Aslında mevcut terör soruşturmasına siyasete etkileri üzerinden yüklenme ve bu noktadan İmamoğlu projesine veya başka siyasi/kişisel projelere hız verme çabası siyasetin ve toplumun dinamiklerini göz ardı etmektir."
'YARGI SİYASETİ GÖZETEREK İŞLEM YAPMAZ'
Uçum, Türkiye'de yargı bağımsızlığına ilişkin tartışmaların AKP iktidarında yoğunlaşmış olmasına rağmen "Siyasetin yükü mahkemelerin ve Cumhuriyet savcılıklarının üzerine yıkılamaz" diyerek şöyle devam etti:
"Binlerce onbinlerce soruşturma, kovuşturma ve mahkeme kararı toplumda ve siyasette doğal olarak etki yapar.
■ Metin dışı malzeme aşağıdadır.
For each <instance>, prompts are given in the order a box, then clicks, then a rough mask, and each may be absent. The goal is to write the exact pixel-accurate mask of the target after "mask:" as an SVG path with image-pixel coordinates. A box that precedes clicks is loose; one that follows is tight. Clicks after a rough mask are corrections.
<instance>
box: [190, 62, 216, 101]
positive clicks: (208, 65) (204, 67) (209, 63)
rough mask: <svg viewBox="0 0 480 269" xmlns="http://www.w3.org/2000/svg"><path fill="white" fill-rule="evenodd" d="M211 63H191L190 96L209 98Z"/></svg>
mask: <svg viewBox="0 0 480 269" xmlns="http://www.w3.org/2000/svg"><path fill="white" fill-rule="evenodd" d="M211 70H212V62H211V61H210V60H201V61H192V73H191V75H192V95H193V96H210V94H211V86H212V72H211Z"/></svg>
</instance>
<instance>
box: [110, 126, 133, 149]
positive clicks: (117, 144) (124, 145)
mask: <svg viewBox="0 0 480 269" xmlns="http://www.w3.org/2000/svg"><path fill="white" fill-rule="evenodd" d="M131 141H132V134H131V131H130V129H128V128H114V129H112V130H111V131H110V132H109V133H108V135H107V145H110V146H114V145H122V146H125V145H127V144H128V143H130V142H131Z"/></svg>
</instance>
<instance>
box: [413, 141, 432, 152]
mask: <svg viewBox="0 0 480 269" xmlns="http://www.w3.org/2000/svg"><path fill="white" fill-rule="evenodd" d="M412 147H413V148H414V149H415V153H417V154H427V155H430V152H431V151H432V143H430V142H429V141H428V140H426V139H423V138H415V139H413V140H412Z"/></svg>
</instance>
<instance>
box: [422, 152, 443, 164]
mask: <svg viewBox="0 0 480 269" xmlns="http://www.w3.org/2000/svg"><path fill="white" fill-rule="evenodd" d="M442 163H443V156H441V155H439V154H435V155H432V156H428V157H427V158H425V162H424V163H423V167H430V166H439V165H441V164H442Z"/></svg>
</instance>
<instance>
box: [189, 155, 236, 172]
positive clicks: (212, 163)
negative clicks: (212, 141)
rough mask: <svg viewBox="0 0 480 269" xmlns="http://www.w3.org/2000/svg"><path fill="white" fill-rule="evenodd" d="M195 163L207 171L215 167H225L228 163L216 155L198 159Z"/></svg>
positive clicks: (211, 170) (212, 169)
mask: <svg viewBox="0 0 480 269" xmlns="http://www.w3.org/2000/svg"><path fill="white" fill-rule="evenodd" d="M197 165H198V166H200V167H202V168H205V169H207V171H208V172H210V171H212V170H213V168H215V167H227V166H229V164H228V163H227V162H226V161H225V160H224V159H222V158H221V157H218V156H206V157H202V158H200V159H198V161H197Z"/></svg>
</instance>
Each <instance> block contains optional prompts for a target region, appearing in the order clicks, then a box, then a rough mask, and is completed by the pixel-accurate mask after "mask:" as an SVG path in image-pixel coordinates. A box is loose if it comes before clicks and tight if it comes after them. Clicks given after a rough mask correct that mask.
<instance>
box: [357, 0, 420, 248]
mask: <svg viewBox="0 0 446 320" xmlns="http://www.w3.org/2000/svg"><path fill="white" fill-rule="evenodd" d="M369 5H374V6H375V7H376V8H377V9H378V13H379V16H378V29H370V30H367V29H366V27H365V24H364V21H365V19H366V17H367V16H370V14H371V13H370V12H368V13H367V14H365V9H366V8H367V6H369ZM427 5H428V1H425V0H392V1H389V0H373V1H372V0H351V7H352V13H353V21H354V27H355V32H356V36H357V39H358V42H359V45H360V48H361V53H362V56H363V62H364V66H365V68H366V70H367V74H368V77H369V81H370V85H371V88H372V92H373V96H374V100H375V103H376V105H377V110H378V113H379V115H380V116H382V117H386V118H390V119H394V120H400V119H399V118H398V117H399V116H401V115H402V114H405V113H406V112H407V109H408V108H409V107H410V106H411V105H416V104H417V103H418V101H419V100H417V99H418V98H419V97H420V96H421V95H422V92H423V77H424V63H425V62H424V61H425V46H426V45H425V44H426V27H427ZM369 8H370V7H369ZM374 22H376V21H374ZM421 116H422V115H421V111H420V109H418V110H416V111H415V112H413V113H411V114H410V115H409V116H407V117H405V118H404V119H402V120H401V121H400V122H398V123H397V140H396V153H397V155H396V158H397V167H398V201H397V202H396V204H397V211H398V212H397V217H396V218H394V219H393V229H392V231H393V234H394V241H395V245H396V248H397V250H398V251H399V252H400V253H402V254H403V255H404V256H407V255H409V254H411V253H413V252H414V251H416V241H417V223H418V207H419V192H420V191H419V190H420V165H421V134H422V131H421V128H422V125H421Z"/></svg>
Bu etkileri doğru değerlendirmek ve uygun tutumlar almak siyasetçinin görevidir, hakimlerin ve savcıların değil.
Yargı; savcısıyla, hakimiyle kurumlarıyla kendi işini yapar, siyaseti gözeterek işlem yapmaz ve karar vermez. Yargı, yaptığı işlemlerin aktüel, siyasi tartışmaları ve neyi nasıl etkileyeceğini dikkate alarak hareket etmez. Yargının böyle bir görevi ve ödevi yoktur. Yargı bir işlem yaparken gelecekte siyasete etkisi ne olur diye bakarak da işini yapmaz. Bağımsız ve tarafsız yargı, görevi neyse onu yapar.
Bu nedenle savcıları ve hakimleri görevlerini yaptıkları için tehdit edenler, aşağılamaya çalışanlar büyük bir yanlış içindedir. Ayrıca böyle yapmak ‘kimsenin hakkı da haddi de değildir’. Yine adli işlemler özellikle de bir terör soruşturması üzerinden üretilmeye çalışılan siyasetin kimseye bir faydası yoktur. "
'MÜHENDİSLİK SİYASETİ YAPMAYA KALKIŞANLAR TÜRKİYE HALKINA HESAP VERİR'
Uçum'un paylaşımının devamı şöyle:
"Türkiye Halkı/seçmen bu tip masa başı oyunları çok iyi değerlendiren bir tecrübeye sahiptir. Terör soruşturması ve kovuşturması süreçlerini hukuk ve güvenlik açısından değerlendirmek gerekir. Bunları kendi kişisel ve siyasi ajandası için istismar edenlerin mühendislik planları toplumda karşılık bulmaz.
Hiç unutulmasın Türkiye Toplumu teröre karşı her türlü ve her mecrada verilen mücadeleyi, alınan tedbirleri partiler üstü bir yaklaşımla ele alır ve destekler. Bu realiteyi göz ardı edenler ve teröre karşı operasyonları istismar ederek mühendislik siyaseti yapmaya kalkışanlar er geç Türkiye Halkına hesap verir.
Son olarak şunu ifade edelim; bu yaşananların “Terörsüz Türkiye” hedefini engellemesi, yavaşlatması söz konusu değildir. Daha da önemlisi tüm bunların Cumhurbaşkanımız Erdoğan’ın ifade ettiği büyük paradigma değişikliğine en ufak bir negatif etkisi olamaz, bunu bekleyenler çok yanılır."